Not only do they look great in summer but their mophead flowers will keep on giving into the autumn if left to turn brown. They can be dried and used in festive wreaths and displays at Christmas and some varieties are evergreen so their leaves will provide garden interest throughout the year.
There are a wide range of Hydrangeas available, from the traditional shrubby varieties with their pink, white and blue mophead flowers, to the more delicate conical shaped varieties. There are also climbing hydrangeas which are perfect for covering a north or east facing wall.
The chameleon of the garden, the colour of some hydrangeas will change depending on the acidity of the soil. Acidic soil leads to blue flowers, neutral soils will see mauve flowers, and alkaline soil will produce pink flowers.
Hydrangeas are relatively easy to grow. They love a sheltered, partially shady spot in well-drained soil, and as the name would suggest, they like to be kept moist.
So we think you’ll agree that these beautiful plants are varied, versatile and a veritable feast for the eyes!

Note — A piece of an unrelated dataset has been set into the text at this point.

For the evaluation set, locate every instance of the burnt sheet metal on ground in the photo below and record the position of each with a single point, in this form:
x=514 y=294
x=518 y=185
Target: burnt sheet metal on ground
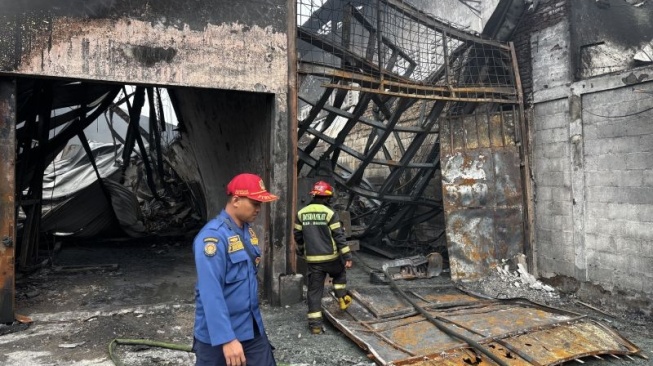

How to prune a mophead hydrangea
Mophead hydrangeas should be pruned in late winter or early spring, and the process is straightforward
- Leave the dried flower heads on the plant over winter to protect the new developing buds from frost; then deadhead them in spring, cutting back to the first pair of healthy buds below the flowerhead.
- If buds do get damaged by frost, cut the stems back to a strong pair of healthy buds.
- Cut back one or two of the older flowered stems to their base to promote new growth.